The arpeggios doned Playground, of in the first prelude, Abansummon haunting images derelict space. The inspiration for the second, Topography, was an exhibition of Western Desert art featuring the work of artist Clifford Possum Tjapaltjarri at the National Gallery of Victoria early last year. It begins with Tognetti blowing across the strings, as a flautist blows across a reed, a technique discovered by accident during rehearsals in old Slovenian cinema for the piece’s international debut in that country at the Maribor Festival last year.
While the novel manner of playing is made possible by the Violectra’s extraordinary sensitivity, Scott says amplification is not high on the list of features he and Tognetti will be exploiting.

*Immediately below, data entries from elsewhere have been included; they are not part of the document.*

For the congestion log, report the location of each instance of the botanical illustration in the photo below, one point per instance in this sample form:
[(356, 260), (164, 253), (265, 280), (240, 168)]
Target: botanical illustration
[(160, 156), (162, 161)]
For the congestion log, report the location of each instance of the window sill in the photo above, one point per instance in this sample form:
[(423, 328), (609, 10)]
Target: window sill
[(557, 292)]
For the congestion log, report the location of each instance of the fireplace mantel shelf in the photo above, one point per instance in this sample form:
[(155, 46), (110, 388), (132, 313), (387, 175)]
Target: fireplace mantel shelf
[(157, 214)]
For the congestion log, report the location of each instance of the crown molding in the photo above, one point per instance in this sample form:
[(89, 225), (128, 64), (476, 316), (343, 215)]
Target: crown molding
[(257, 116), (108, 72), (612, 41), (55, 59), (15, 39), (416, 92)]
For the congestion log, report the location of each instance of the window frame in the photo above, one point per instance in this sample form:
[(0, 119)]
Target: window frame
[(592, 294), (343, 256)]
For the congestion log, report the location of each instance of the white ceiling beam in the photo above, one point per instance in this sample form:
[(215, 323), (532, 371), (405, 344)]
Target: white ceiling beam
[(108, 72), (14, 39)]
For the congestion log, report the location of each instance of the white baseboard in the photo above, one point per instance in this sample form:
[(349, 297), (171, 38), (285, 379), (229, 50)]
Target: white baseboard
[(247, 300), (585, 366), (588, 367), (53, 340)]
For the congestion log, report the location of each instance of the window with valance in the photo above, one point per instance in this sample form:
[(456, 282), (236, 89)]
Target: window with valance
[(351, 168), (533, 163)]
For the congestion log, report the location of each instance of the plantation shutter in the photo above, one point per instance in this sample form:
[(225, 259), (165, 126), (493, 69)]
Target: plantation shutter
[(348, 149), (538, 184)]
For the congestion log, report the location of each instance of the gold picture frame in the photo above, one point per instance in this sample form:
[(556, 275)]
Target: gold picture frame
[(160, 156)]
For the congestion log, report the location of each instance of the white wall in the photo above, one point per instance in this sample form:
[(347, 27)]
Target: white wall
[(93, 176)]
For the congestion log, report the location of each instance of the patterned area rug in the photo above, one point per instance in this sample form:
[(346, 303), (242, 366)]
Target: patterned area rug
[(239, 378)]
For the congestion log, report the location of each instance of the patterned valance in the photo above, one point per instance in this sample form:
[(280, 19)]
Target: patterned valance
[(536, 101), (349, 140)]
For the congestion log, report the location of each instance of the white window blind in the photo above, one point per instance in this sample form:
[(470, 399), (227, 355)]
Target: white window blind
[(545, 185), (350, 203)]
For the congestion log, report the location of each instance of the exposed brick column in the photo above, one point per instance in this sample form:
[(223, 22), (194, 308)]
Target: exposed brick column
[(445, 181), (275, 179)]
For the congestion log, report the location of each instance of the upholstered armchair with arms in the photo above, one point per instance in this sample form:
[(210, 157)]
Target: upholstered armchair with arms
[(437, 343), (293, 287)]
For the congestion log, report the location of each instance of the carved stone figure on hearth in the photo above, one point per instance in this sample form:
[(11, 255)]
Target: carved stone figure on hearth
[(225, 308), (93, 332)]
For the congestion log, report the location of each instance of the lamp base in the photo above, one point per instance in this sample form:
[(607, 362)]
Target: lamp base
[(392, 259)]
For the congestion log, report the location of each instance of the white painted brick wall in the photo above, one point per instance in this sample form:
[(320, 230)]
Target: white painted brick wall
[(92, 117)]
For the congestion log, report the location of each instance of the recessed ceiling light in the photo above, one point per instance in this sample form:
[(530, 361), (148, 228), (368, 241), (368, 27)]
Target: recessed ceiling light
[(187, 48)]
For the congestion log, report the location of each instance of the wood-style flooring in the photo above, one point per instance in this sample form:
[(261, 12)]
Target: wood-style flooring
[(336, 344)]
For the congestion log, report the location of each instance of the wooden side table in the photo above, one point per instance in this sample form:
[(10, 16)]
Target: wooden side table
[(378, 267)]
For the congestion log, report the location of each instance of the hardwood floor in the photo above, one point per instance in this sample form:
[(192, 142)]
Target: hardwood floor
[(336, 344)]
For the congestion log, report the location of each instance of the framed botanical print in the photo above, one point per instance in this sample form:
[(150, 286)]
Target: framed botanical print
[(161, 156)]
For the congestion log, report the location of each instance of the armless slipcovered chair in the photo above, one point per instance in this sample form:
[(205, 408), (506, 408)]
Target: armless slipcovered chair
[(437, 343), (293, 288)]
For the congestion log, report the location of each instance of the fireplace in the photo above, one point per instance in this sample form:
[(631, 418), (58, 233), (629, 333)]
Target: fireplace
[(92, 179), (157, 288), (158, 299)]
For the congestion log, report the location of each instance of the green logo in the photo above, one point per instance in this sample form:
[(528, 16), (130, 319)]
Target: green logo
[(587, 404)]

He says amplification gives the instrument greater presence, abbreviating the distance between audience and performer, but cranking up the sound simply increases the difficulty of maintaining balance with the rest of the orchestra.
In a world of ubiquitous loudspeakers, the classical concert hall as it was once imagined, where electricity powers nothing more than a light bulb, is a sanctuary of acoustic purity. For this performance, however, the entire ACO will be amplified. Subtle ‘‘ enhancement’’, as it is euphemistically known, is already used more frequently in concert halls than many audiences are aware. ‘‘ When it’s good the audience doesn’t notice it,’’ says Scott.
For Scott, who worked with Dean on Bliss, the new piece is especially challenging; the frequent changes of sound and maintaining the balance with the rest of the orchestra require a virtuosity of its own. Dean says: ‘‘ It’s a bit like a double concerto in that sense. I think Bob was both as anxious and exalted as Richard was on the opening night.’’
Scott, in turn, pays tribute to Dean, who will be conducting. ‘‘ It’s a cracker of a piece,’’ he says.
For the reassurance of traditionalists, Electric Preludes will be bookended by Haydn’s La Passione and two familiar Mozart pieces. For these Tognetti will rely on his del Gesu; whatever sound emerges will be his alone, uncomplicated by digital artifice.
For it is a comforting fact that while we are capable today of digital tricks Mozart’s first audiences would have mistaken for alchemy, the sound of a Guarneri or a Stradivarius cannot be reproduced in anything but an inexact form. It may be the wood or the glue, who knows; let us hope we never find out.